Rather than look at "making code maintainable," what if we look at making code free. Why do we need to maintain code? Because code is expensive to write. Therefore, it is currently cheaper to fix it than rewrite it. On the other hand, what if code were cheap, or free? What if it were cheaper to write it than maintain it? Then we would never maintain it. We'd write it from scratch every time.
The post, like others stems from the discussion around Microsoft promoting drag-and-drop controls for Rapid Application Development in .NET.
My concern with this line of thinking is that it assumes that the code only accomplishes one thing: making the application function.
The reality is quite different. The code very often provides much more than pure functionality. Often the code is the only maintained artifact that fully describes the current business process or workflow supported by the application. These days most developers aren't creating complex UML diagrams or relying on elaborate comments. It has been my experience that when requirements and business processes change, the code is the first and last thing to be changed. When looking at most software, rarely do you find supporting documentation and other artifacts that are maintained as well as the code.
Code drives business value far more than most other artifacts and is thus maintained far better than documentation. While this may not be true in every organization, it has been my experience that any organization that finds itself rewriting code will typically rewrite significant parts of their business processes as well.
Given the choice between rewriting a business process and writing maintainable code in the first place, I think it's clear which is the more economical approach.

You make an exceptional point:
>>Often the code is the only maintained artifact that fully describes the current business process or workflow supported by the application.<
You are undeniably right. You have pointed out an assumption that I have, but didn't put in the post: that business process does not live, first and last, in the code.
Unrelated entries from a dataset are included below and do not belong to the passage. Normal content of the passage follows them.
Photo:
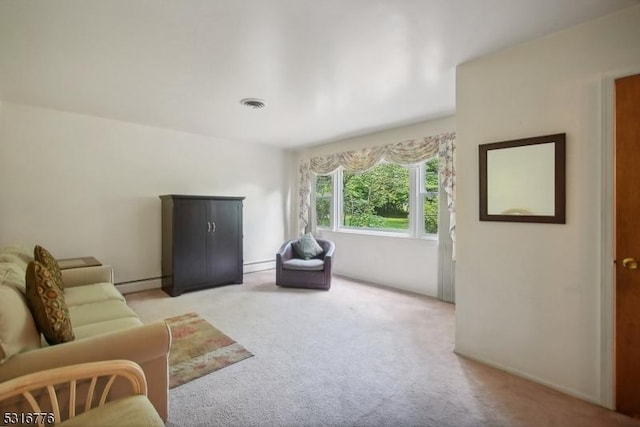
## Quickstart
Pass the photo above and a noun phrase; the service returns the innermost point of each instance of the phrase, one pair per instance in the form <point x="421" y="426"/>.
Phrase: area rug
<point x="198" y="348"/>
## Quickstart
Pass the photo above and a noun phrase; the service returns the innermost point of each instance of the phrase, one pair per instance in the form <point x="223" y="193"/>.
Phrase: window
<point x="387" y="198"/>
<point x="377" y="198"/>
<point x="430" y="196"/>
<point x="324" y="190"/>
Given the length of my post, I don't know if I'd like to go back and add that tidbit in, but it is important and you are correct for pointing it out.
In the model I'm charged with creating for Microsoft, the business process MUST be described elsewhere, in a tool where the process can be (a) viewed widely, (b) based on shared or mappable ontologies, and (c) 'machine read'. I'm just getting started on this task, but it is an integral part of my committments for the coming year, so rest assured, I WILL deliver it.
If code were not the first and last place for business process... would you still object to the idea of disposable code?